Trances of the Blast
TRANCES OF THE BLAST
-Book Reviewed by Kendra Bartell–
The world was designed and built
to overwhelm and astonish.
Which makes it hard to like.
It’s striking that Mary Ruefle would name her new collection Trances of the Blast, given the definition of trance: “a half-conscious state characterized by an absence of response to external stimuli, typically as induced by hypnosis or entered by a medium.” Here, the medium is of course, words. The words in each poem, like the world, are designed and built to overwhelm and astonish readers. Ruefle makes each blast entrancing, for that one moment of reading it on the page and beyond. These poems will stick.
In the first poem, “Saga,” Ruefle opens with what becomes a central motif for the entire collection: the time given to each of us as a life. Central questions with which Ruefle grapples is what is the difference between time? What happens to us, and “a life?” This opening poem sets the stage for her inquiry:
Everything that ever happened to me
is just hanging–crushed
and sparkling–in the air,
waiting to happen to you.
The poem begins with a pessimistic definition of what a life is, but through the cyclical nature of Ruefle’s linguistic connections, it turns out that it’s not quite as depressing as we thought. These “rifts and sagas” of life are “filled with /music and the smell of berries and apples,” even though there is also “shouting when a gun goes off/and crying in closed rooms.” Ruefle is honest about the ups and downs of life, the crests and troughs of these waves.
Visually, Ruefle’s poems are intriguing. Many are presented in single stanzas, often times taking up an entire page. This marks a shift in Ruefle’s poetic aesthetic from some of her earlier works. Oftentimes, in previous poems, Ruefle would signal readers when the big moment or revelation was coming: either stanza breaks or a colon would emphasize the significance of her diction. In Trances of a Blast, however, the longer stanzas force readers to balance each line or sentence on its own merits against the others and ponder the poem as a whole. Ruefle’s intention is to make readers spend more time with these poems and for them to decide on their own what is important.

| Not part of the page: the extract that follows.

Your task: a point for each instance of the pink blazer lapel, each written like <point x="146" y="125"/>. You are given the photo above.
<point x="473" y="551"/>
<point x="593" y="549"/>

That being said, some of the more visually unusual poems are also the most sonically or thematically playful as well. One of the most memorable poems in the collection is“Le Livre de ma vie” or, “the book of my life.” This poem uses short stanzas (the majority are couplets, following an opening tercet), that allow for huge paratactic leaps and bounds. For example:
I love you.
But who is the I
and who is the you?
Mr. Potato Head
Mr. Potato Head
Help me behave,
Weeping in the dark earth.
The jumps occurring between stanzas allow readers to ponder the statement. Mr. Potato Head figures as the malleable self that changes through the experience of one’s life, but he is also a figure for a higher power that can serve as a guide through this same experience. It’s a feat to pull off an exclamatory plea to a children’s toy, but if anyone can accomplish this, it is Mary Ruefle.
Trances of the Blast is an enchanting and mesmerizing ride along with one of our most gifted poets through “Middle School,” “College,” childhood, and middle age. The Blast becomes a figure for each of our lives, and the trances we slip in and out of while experiencing these moments. The poems count backwards, entrancing readers and also provide the gong to wake them up. In the collections final poem “Picking up Pinecones,” the speaker poses the question “I’ve spent my life in a forest./Picking up new things,/will it never end?” This is the last gong of the book–a call to arms to sit up and take notice of the forest around you–will your trance never end?